Artistic composition tools imbued with AI are fast becoming old hat. Scientists at the MIT-IBM Watson AI Lab, a collaboration between MIT and IBM to jointly pursue AI techniques over the next decade, recently detailed a tool that lets users upload any photograph and edit the appearance of buildings, flora, and fixtures. And in March during its GPU Technology Conference (GTC) in San Jose, California, Nvidia took the wraps off of GauGAN, a generative adversarial AI system that lets users create lifelike landscape images that never existed.
But researchers at the University of California at Berkeley, the University of Oxford, and Adobe Research hope to advance the field further with Interactive Sketch & Fill, a machine learning system that interactively recommends objects to users as they sketch them. It’s described in a newly published paper on the preprint server Arxiv.org (“Interactive Sketch & Fill: Multiclass Sketch-to-Image Translation“).
“[AI] image translation models have shown remarkable success at taking an abstract input, such as an edge map or a semantic segmentation map, and translating it to a real image,” wrote the coauthors. “Combining this with a user interface allows a user to quickly create images in the target domain. However … completing a line drawing without any feedback may prove difficult for many, as untrained practitioners generally struggle at free-hand drawing of accurate proportions of objects and their parts, 3D shapes and perspective. As a result, it is much easier with current interactive image translation methods to obtain realistic-looking images by editing existing images rather than creating images from scratch.”
The team tackled the image generation problem — which involved suggesting object shapes from user sketches and delivering previews of the finished work — with a multipart system. They architected shape and appearance completion modules to update recommended shapes based on the sketches, and they employed a GAN — a two-part neural network consisting of generators that produce samples and discriminators that attempt to distinguish between the generated samples and real-world samples — to help bolster the accuracy of the completed images.

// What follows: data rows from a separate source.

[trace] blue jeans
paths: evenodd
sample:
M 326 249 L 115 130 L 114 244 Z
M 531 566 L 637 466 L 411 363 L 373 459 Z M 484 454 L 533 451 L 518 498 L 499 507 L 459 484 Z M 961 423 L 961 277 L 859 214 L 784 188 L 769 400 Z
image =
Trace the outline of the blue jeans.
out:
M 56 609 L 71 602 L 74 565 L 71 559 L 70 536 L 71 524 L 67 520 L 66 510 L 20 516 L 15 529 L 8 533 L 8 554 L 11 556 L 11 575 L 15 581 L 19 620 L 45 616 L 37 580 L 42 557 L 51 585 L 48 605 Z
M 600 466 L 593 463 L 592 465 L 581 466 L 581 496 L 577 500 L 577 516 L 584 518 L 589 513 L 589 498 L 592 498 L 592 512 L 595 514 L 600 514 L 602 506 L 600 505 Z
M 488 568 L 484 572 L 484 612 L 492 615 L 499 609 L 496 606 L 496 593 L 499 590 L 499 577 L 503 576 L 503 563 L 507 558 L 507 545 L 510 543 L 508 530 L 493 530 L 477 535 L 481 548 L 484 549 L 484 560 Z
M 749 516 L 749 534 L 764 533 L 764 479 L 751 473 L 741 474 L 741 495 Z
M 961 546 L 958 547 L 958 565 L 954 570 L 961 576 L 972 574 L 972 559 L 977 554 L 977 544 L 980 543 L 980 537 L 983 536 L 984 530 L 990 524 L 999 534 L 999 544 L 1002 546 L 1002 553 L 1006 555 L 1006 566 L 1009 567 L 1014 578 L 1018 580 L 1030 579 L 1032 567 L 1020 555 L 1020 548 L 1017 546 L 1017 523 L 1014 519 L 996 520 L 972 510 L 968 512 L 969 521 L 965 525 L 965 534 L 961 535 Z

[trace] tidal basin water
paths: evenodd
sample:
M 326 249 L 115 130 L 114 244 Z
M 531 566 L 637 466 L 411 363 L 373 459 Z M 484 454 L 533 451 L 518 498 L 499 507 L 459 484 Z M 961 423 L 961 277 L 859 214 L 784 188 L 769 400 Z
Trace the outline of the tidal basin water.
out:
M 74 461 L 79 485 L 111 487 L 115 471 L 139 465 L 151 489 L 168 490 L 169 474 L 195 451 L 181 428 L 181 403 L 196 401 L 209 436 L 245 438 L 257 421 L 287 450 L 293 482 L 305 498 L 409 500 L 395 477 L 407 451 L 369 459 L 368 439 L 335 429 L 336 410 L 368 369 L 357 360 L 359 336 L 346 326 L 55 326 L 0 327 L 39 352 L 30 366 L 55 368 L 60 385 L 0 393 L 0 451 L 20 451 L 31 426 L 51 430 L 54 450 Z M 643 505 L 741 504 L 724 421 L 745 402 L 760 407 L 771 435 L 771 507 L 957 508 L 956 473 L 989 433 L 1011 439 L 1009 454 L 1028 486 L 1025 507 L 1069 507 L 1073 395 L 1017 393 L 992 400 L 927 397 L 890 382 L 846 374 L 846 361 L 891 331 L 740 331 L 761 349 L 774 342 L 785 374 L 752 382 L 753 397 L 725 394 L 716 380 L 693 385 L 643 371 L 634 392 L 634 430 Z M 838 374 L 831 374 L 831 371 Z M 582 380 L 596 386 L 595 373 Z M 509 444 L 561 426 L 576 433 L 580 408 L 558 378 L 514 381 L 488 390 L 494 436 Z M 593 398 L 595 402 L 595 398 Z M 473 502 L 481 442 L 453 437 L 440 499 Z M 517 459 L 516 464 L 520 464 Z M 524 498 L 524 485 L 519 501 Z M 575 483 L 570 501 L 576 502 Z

In an evaluation of the system’s robustness, the researchers sourced two open source data sets — edges2shoes, CelebA-HQ — for renderings of objects, the edges of which they simplified with a separate AI model to more closely resemble human-drawn strokes. After testing shape completion and image generation, they brought in a more challenging corpus containing 200 images of basketballs, chickens, cookies, cupcakes, moons, oranges, soccer balls, strawberries, watermelons, and pineapples from popular internet search engines. The researchers say that the system was able to generate images of the correct class the majority of the time in all tests, which they assert is an encouraging step toward a fully end-to-end system.
“[Our] a two-stage approach for interactive object generation, centered around the idea of a shape completion intermediary … makes [AI model] training more stable and also allows us to give coarse geometric feedback to the user, which they can choose to integrate as they desire,” they wrote.
It’s not Adobe’s first foray into AI-assisted art, it’s worth noting. In a paper published in June, researchers at the University of Maryland and Adobe Research described a novel machine learning system — LPaintB — that could reproduce hand-painted canvases in the style of Leonardo da Vinci, Vincent van Gogh, and Johannes Vermeer in less than a minute.